In fact, Edwards's populist rhetoric sounds about the same today as it did three years ago. The big change is his performance away from the podium. Seldom has a presidential candidate undergone Edwards's 2007 trifecta -- reports of the $400 haircut, the $50,000 honorarium from University of California at Davis for a speech on poverty and the $500,000 hedge fund salary -- without his campaign imploding.
Such mishaps appear to be of Edwards's own making rather than accidental, as was indicated after the New Hampshire debate. Edwards's wife, Elizabeth, entered the spin room after the Sunday night debate and took issue with passages in Shrum's memoir. She claimed Shrum misquoted her husband as saying of gays during his 1998 campaign, "I'm not comfortable around those people." At that same time, an Edwards aide attacked Shrum's honesty. Answering a book's account of a 9-year-old encounter is not a good approach for a presidential candidate.
A politically accident-prone Edwards also has cooled the ardor for him in the labor movement, where an endorsement from the Change to Win coalition led by Andrew Stern and James P. Hoffa now is far less likely than it was last December. Hoffa is reported to still regard Edwards as the most pro-labor presidential candidate, but he now doubts whether Edwards can be nominated.

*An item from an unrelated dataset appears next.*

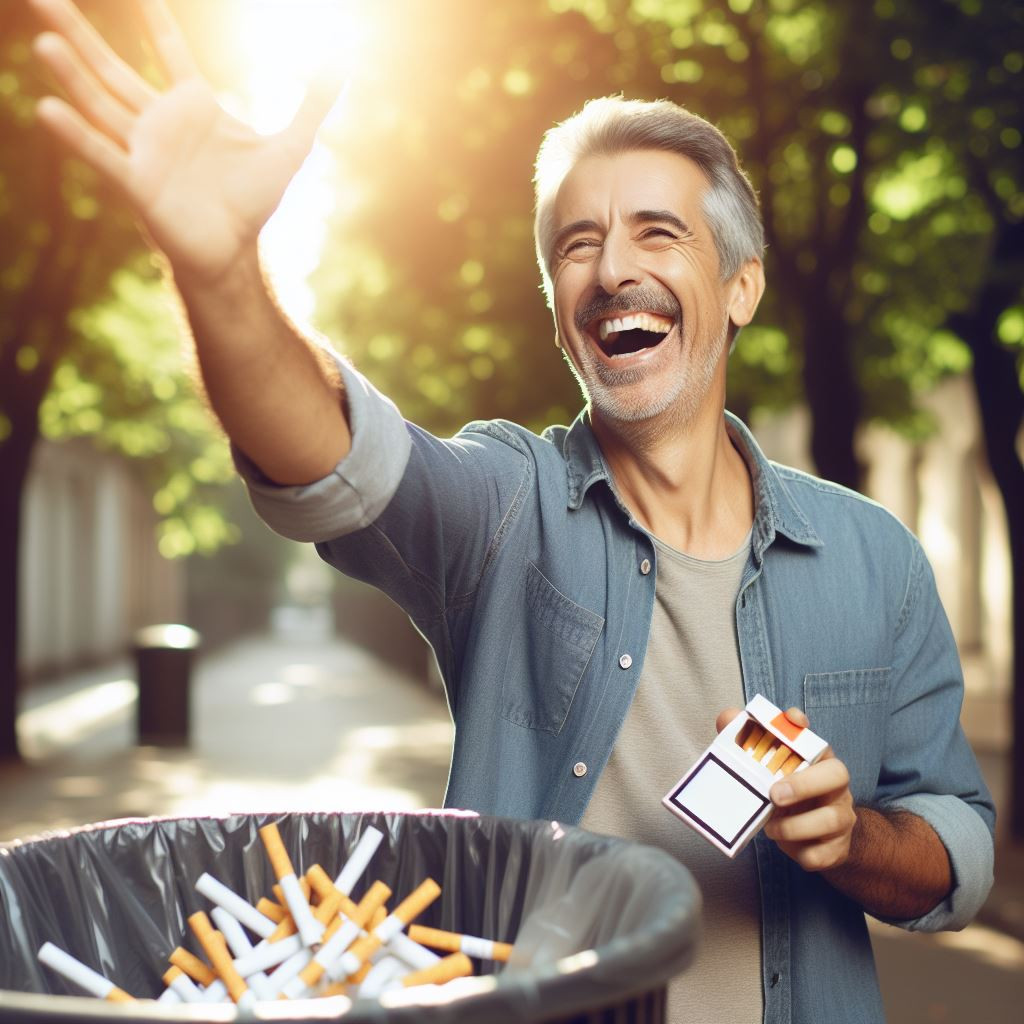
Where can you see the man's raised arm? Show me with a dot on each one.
(204, 184)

So Edwards must rely on true believers who will brave the bitter Iowa cold in the dark of night to attend caucuses. That's the kind of voter impressed by Edwards lashing out at Obama and especially Clinton on the war. Iowa Democrats in 2004 pulled back from catastrophe at the eleventh hour and abandoned Howard Dean when they contemplated the impact. Party leaders hope Iowans will take a similarly hard look at John Edwards.